L’avortement ! Quand voulons-nous l’avortement ? Maintenant ! Pourquoi
voulons-nous l’avortement ? Parce que ça a bon goût !»
I Like to Watch (2001), de Chris Korda. (Null Records)
Entre anniversaires ronds, pénuries de matières premières et de carburant,
canicules, incendies et régressions alarmantes, aux Etats-Unis, du droit
des femmes à disposer des occupants de leur utérus, on aurait
difficilement pu imaginer meilleur contexte pour célébrer l’œuvre de
Chris Korda. Depuis quelques années, elle vit à Berlin. Les Etats-Unis,
cet «endroit plein de prudes, de tarés, de flingues et de bébés» elle ne veut «plus jamais y vivre» et elle est prête à «passer par tous les ennuis qu’il faudra pour ne plus avoir à y retourner».
Y compris apprendre l’allemand pour pouvoir prétendre au statut de
résidente permanente ? C’est un peu ça le problème : Chris a encore une
palanquée de choses à faire sur cette Terre et n’est «pas sûre» d’avoir le temps de se consacrer à une langue qu’elle n’aime «pas tant que ça».
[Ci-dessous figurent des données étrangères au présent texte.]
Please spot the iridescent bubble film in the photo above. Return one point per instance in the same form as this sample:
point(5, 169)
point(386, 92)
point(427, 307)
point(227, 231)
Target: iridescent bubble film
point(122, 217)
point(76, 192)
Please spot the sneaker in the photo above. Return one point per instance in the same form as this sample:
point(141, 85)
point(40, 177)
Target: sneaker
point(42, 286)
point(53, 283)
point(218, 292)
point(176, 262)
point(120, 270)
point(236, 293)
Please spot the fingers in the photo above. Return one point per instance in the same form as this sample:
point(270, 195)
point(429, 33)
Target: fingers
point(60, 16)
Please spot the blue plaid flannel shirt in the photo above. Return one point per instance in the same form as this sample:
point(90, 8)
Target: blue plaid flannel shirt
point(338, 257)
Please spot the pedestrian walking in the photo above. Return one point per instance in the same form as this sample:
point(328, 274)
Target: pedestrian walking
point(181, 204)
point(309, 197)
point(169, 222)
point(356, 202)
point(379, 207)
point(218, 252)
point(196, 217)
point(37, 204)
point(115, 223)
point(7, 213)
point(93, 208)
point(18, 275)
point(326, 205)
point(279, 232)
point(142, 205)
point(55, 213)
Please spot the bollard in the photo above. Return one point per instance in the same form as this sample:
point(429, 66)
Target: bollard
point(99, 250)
Elle s’émeut : «J’aurais bien aimé consacrer la prochaine décennie de ma vie à composer de la
musique pour piano, à poursuivre mes recherches sur les polymétries
complexes, à explorer l’univers de la nouvelle harmonie atonale», mais il y a toujours des luttes à mener, «même si je suis vieille, même si je suis fatiguée – ce n’est pas encore le moment pour moi de raccrocher mes gants». Bien qu’accablée par le sentiment que les gens ne veulent pas entendre. «Ça
ne sent pas bon pour la civilisation, mais quand je dis ça, les gens se
contentent de sourire en me disant que j’ai raison… et la majorité
d’entre eux passent leurs week-ends sous kétamine, et je comprends
pourquoi.»
L’humour ravageur qu’elle employait comme une arme a pris une sacrée rafale de plomb dans l’aile.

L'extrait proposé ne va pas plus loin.